By: Alana Walker
We all look forward to Super Bowl Sunday, not just because of the game itself or half-time show, but because of the millions of dollars spent on Super Bowl commercials. It’s the one time of year big brands spend big ad dollars to produce something buzz worthy to be talked about and shared long after their :30 seconds of air time. This year, each spot cost the advertiser $5 million dollars, which doesn’t include the cost of producing the commercial.
Leading ad agencies use market research to produce creative that is intended to connect with the viewers, but much of the time we see creative spark controversy around whether or not the brand took it too far. Here is a peek at our top 5 most controversial ads of all time, ending with 2018’s biggest “Uh Oh.”
2007 General Motors
General Motors saw it’s fair share of controversy with a commercial surrounding a suicidal robot. Yes the spot spoke to the brands quality but did nothing for the brands integrity, having ignited much backlash for the company.
2010 Focus on the Family
This 2010 commercial shared the pregnancy of famed MLB and NFL athlete Tim Tebow. The commercial stars Tebow’s mother as she shares her decision not to abort her son despite being advised to. For obvious reason this commercial was not well received.
In this adorable commercial, entitled “Gracie,” a dad sits down with his daughter to share the exciting news of a new baby. What was meant as a special moment in a family’s life sparked instant uproar in the last few moments when we saw that the mother was Caucasian. Who would of thought that in this day and age this would spark such racist criticism?
2015 Nationwide Insurance
This Nationwide commercial has us baffled. Yes the little boy starring in it is undeniably adorable, but once we found out his tragic fate of having died at an early age, to say we were disheartened would be an understatement.
2018 Chrysler Dodge Ram
Sunday’s most controversial ad was for Dodge Ram. The car company decided to use an excerpt from a Martin Luther King, Jr., sermon, titled “The Drum Major Instinct,” with montage of videos showing family values. The contrast of the two sparked much criticism on the Internet. Many tweeted and shared this criticism saying that it takes a dig at King’s words and uses his speech as propaganda to sell trucks.

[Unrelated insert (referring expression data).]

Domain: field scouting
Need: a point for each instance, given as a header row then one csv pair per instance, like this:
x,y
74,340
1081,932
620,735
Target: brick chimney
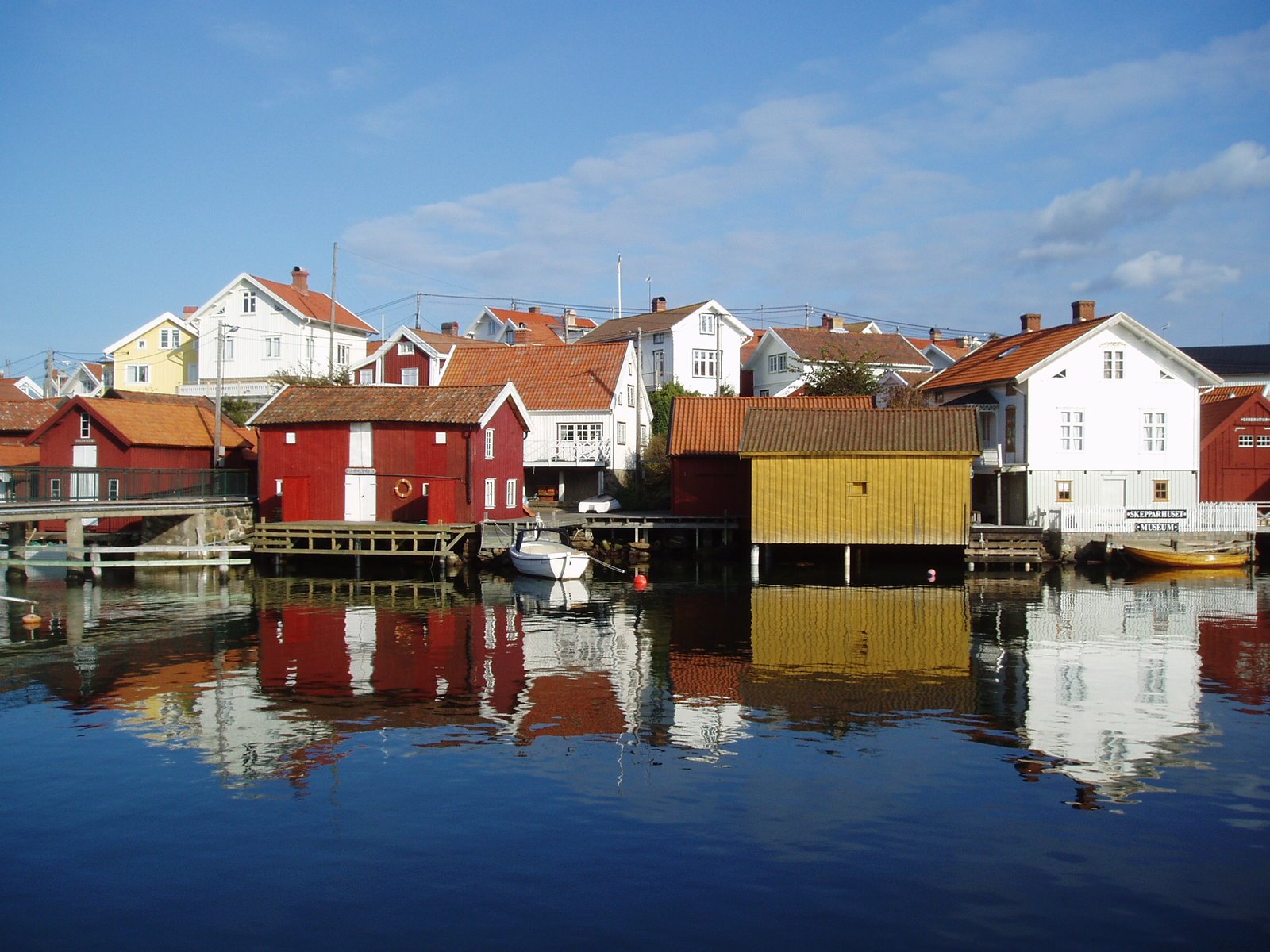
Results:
x,y
1083,311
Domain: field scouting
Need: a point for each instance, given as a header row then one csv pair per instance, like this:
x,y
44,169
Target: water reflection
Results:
x,y
1095,678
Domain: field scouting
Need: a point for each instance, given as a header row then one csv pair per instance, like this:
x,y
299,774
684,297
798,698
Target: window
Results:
x,y
1153,432
581,432
705,363
1113,363
1071,429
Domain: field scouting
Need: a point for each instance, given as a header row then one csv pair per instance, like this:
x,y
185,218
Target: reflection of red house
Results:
x,y
391,454
1235,446
708,475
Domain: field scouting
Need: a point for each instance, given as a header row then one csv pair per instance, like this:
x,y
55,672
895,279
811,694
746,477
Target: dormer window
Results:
x,y
1113,363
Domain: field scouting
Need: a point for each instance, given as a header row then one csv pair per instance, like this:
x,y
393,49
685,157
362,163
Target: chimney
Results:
x,y
1083,311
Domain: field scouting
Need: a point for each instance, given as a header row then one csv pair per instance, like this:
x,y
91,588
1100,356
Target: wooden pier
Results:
x,y
1005,545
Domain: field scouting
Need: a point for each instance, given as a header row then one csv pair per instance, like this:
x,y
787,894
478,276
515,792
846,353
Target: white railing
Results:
x,y
541,452
1203,517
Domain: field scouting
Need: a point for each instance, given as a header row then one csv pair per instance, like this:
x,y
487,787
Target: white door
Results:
x,y
359,497
84,486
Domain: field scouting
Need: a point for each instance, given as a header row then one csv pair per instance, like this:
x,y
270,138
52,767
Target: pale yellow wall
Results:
x,y
911,501
167,367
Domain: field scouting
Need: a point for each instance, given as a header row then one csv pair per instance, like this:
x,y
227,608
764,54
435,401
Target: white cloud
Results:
x,y
1134,198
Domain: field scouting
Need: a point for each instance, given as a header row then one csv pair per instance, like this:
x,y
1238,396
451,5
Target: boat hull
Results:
x,y
1172,559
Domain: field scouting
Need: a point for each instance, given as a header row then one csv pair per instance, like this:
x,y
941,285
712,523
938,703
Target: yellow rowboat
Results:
x,y
1184,559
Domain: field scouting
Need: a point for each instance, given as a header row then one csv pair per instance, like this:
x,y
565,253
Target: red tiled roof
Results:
x,y
371,404
950,432
315,305
552,378
1005,359
713,425
819,344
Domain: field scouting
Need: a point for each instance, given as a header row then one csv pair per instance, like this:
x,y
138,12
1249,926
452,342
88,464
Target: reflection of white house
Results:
x,y
254,329
1113,677
698,346
1083,424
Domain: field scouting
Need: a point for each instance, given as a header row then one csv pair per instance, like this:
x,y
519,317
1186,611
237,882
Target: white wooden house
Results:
x,y
1091,425
254,329
698,346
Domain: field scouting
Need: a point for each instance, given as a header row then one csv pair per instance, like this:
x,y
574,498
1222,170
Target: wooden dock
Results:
x,y
1006,545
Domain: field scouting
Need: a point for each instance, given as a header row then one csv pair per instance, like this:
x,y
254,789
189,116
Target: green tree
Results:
x,y
836,376
662,400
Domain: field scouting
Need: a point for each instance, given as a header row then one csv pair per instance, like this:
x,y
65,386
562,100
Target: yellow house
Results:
x,y
874,478
156,359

Regardless of opinion we can understand how the above ads could be seen in poor taste. However much they sparked controversy the ads were in a sense effective—the reason Super Bowl spots can carry a hefty price tag—these spots extend beyond the standard 30 seconds of air time with their buzz worthy creative, despite backlash. Rarely do brands seek to produce controversial ads, but all brands seek to capture viewer attention before and after the airing on Super Bowl Sunday.